Как бы то ни было, решительное слово было сказано, и Лютер не думал брать его назад. В изданном им отчете о диспуте он повторял все свои заявления, сделанные в пылу спора, с еще большей настойчивостью. Вообще, с этого времени Лютер идет по новому пути уже без всяких колебаний, хотя и знает, что Рим не оставит его в покое, и готов при первом требовании курфюрста отправиться в изгнание – в Париж или к чехам. Вся страстность его натуры, вся могучая энергия, которые раньше были обращены на борьбу с внутренним врагом, с собственными греховными наклонностями, теперь обратились на борьбу с врагом внешним, с его прежними кумирами. Не довольствуясь пропагандой своих идей в проповедях и лекциях, он проявляет с этих пор поразительную литературную деятельность. Сочинение за сочинением – то на латинском, то на немецком языке – выходят из-под его пера. Большинство из них полемического характера, ответы на новые нападения из римского лагеря. В этих произведениях, особенно в немецких, сказывался громадный писательский талант, поразительное умение владеть словом, но вместе с тем с особенной силой сказался тот свойственный Лютеру полемический задор, та несдержанность в выражениях, которую, как мы видели, осуждал в нем уже Мозеллан. Правда, и противники его не отличались умеренностью. Литературная полемика в те времена редко обходилась без ругани, но Лютер в этом отношении превзошел всех. Он сам сознавал в себе этот недостаток и оправдывал его своей горячностью.

“Не могу, – пишет он Спалатину, – отрицать, что я более резок, чем следует, но ведь мои противники отлично знают это – зачем же они дразнят собаку?.. Оттого-то я и неохотно выступаю на арену, но чем мне это неприятнее, тем более я увлекаюсь против своего желания, и это по милости гнуснейших обвинений, которые они возводят на меня и слово Божие. Что ты думаешь о Христе? Разве Он сквернословил, когда называл иудеев прелюбодеями и змеиным отродьем, ханжами, детьми дьявола?
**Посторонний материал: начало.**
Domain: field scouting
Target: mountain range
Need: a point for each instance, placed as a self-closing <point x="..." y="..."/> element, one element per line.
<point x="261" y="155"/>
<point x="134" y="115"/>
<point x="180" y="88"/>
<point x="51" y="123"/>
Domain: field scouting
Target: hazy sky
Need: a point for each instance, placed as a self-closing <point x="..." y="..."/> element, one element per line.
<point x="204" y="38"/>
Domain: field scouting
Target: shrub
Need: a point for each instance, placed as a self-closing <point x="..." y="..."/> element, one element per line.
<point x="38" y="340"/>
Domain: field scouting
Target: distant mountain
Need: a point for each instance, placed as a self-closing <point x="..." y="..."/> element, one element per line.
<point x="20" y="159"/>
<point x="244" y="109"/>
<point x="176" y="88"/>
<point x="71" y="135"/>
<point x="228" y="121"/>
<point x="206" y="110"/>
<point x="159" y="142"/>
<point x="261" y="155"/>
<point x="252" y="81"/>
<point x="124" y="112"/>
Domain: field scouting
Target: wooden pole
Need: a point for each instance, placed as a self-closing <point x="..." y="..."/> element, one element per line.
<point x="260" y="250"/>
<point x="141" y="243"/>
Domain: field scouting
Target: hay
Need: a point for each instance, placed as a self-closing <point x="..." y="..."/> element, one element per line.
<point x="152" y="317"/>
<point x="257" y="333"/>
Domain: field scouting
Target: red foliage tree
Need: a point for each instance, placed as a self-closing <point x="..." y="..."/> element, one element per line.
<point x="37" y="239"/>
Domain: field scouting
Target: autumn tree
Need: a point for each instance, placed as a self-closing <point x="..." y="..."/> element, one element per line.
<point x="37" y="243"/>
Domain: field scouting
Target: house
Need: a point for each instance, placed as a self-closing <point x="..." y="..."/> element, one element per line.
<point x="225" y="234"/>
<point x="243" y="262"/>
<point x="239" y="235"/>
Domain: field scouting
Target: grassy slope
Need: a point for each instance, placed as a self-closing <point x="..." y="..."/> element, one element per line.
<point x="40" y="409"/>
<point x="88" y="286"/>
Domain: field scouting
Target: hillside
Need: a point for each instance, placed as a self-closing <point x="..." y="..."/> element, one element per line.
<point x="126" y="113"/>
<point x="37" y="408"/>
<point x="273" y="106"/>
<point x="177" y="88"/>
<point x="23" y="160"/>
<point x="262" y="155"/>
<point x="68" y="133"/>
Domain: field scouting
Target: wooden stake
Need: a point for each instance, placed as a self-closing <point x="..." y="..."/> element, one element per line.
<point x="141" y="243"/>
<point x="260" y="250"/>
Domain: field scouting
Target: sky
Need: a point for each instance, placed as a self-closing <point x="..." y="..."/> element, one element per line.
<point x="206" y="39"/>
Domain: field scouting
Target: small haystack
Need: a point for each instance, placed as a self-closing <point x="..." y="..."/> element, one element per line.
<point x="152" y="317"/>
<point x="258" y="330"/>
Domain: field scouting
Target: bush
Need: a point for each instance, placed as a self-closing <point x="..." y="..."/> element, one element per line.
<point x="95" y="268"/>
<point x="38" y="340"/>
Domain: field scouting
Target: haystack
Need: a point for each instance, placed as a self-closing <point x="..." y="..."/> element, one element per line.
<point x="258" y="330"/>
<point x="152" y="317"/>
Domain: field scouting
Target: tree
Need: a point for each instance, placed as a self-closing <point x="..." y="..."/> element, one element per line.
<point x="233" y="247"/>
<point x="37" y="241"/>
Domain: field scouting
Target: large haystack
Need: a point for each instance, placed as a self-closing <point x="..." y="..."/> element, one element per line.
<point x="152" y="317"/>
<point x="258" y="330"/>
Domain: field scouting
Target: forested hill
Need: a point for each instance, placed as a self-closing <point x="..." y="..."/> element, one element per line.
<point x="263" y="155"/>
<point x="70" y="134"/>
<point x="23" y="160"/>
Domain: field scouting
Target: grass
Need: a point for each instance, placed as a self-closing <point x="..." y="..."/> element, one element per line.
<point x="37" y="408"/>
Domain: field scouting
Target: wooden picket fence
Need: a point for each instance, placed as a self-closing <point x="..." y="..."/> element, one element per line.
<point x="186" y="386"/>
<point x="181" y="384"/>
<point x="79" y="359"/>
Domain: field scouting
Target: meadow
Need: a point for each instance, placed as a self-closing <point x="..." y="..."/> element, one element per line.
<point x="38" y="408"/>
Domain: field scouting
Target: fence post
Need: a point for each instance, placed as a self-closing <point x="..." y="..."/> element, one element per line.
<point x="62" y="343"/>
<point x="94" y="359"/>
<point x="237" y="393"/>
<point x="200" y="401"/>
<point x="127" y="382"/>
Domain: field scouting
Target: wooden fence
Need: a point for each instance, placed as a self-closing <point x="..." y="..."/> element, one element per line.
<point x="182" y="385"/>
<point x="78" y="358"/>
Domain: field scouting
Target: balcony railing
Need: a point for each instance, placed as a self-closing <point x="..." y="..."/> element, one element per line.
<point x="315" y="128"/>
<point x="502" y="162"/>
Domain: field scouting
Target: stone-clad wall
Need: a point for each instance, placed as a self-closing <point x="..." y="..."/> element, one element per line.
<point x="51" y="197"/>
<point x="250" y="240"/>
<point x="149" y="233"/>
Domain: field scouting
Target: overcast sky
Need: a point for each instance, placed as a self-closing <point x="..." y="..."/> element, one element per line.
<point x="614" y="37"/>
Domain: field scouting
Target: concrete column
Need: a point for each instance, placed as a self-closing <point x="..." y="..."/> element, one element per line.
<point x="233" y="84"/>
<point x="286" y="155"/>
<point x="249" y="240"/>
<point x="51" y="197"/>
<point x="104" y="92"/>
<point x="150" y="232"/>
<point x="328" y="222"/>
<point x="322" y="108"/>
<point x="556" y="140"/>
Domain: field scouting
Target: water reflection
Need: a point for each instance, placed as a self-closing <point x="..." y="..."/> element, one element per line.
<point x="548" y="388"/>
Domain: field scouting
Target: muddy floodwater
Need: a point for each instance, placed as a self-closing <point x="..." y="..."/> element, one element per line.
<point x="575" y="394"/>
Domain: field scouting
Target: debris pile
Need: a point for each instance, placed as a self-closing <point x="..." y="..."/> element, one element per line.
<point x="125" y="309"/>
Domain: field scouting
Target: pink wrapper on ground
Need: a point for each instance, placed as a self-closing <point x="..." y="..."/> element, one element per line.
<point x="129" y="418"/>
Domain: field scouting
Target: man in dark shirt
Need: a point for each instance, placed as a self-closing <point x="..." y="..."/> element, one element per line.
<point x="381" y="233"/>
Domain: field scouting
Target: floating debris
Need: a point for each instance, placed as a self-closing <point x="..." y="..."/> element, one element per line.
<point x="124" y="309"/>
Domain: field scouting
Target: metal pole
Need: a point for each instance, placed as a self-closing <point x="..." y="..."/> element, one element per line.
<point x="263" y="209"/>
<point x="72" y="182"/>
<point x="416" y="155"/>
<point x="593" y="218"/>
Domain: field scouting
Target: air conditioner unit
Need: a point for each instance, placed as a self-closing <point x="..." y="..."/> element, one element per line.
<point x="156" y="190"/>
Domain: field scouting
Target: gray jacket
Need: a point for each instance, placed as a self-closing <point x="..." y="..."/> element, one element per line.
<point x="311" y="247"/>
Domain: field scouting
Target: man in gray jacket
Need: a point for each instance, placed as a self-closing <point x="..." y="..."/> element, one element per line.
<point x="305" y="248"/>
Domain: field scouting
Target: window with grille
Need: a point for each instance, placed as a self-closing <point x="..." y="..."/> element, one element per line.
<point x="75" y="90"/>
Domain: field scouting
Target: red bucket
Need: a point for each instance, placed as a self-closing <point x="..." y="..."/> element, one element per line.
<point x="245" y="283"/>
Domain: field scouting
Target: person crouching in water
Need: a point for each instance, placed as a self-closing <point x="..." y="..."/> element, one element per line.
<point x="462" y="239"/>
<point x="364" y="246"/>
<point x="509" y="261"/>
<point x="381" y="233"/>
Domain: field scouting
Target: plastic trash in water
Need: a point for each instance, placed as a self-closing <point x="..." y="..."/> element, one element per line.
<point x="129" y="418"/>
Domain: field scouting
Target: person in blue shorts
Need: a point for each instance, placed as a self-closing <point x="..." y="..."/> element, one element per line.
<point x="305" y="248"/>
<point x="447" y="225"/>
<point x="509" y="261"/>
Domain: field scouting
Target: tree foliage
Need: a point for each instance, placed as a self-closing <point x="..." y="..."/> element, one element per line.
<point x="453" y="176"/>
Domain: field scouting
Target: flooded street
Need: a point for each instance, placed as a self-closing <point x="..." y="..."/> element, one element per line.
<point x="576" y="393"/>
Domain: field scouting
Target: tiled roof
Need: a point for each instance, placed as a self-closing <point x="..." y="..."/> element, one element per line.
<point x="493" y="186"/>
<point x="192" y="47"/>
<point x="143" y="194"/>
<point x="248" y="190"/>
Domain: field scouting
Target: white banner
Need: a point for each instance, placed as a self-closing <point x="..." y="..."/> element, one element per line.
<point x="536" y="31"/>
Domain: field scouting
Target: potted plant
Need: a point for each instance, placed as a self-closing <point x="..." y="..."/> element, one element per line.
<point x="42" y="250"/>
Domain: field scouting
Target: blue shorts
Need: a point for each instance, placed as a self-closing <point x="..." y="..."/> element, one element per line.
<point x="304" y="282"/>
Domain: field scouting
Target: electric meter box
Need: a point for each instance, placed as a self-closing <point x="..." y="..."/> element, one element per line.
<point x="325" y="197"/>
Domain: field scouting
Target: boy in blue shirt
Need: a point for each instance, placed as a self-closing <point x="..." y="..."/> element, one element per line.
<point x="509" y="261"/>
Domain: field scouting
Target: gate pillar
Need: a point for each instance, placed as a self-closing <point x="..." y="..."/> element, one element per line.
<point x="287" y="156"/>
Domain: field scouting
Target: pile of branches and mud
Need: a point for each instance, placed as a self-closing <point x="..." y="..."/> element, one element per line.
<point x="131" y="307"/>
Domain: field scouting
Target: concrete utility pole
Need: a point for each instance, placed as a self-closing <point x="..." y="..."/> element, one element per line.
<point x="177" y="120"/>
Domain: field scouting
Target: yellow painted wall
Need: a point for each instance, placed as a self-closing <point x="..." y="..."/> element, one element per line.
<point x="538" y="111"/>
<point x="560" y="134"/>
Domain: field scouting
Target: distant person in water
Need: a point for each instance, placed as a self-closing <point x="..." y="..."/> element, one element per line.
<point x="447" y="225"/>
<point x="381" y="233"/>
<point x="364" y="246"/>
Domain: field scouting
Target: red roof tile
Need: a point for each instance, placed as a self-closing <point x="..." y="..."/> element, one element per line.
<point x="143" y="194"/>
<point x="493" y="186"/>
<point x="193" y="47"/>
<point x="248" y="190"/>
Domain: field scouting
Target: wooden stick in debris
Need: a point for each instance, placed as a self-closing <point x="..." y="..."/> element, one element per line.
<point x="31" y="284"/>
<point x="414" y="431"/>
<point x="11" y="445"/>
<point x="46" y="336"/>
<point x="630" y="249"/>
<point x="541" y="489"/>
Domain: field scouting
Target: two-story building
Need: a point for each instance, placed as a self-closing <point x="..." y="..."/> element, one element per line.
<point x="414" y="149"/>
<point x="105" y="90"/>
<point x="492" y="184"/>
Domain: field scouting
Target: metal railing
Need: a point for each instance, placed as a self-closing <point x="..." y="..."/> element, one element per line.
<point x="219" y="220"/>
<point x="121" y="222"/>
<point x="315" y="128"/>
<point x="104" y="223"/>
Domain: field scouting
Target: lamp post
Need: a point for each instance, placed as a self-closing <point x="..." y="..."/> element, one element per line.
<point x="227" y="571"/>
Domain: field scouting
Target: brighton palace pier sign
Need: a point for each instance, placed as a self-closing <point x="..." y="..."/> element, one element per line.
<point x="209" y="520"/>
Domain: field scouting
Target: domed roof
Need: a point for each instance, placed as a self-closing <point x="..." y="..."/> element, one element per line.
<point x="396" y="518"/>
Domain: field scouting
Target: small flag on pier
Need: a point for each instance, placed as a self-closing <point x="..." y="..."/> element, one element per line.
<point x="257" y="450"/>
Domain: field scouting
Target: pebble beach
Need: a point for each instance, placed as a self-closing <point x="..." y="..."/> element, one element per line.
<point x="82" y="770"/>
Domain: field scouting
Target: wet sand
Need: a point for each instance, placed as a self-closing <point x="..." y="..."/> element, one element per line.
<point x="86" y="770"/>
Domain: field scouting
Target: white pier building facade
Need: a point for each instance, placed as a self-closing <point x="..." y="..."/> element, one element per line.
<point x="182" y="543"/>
Или апостол Павел, называвший их собаками, соблазнителями и т.п.? Почему же Павел не прибегает к лести, чтобы обратить ложного пророка, а мечет громы?”...

О смутах, о гибельном расколе в церкви, которые могут возникнуть благодаря его пропаганде, он более не думает. Напрасно Лютера при дворе стараются удержать от новых шагов. Всякий раз, когда Спалатин именем курфюрста просит его не печатать нового воинственного сочинения, он получает в ответ, что уже поздно, что корректурные листы уже отпечатаны и разошлись по рукам. Монах в реформаторе замолк: Лютер не останавливается более ни пред какими последствиями. “Заклинаю тебя, – отвечает он на опасения Спалатина, – если ты предан Евангелию, то не должен думать, будто можно вести его дело без смут, соблазнов и возмущения. Нельзя сделать из меча – перо, из войны – мир. Слово Божие – это меч, война, разрушение, соблазн, гибель, яд”...

Тон, как видим, совершенно новый. И причину его следует искать не в одном только внутреннем освобождении Лютера от сдерживающих его уз. Дело в том, что, когда реформатор заговорил этим новым языком, он имел уже союзников, с которыми мог спокойно ожидать громов римского престола.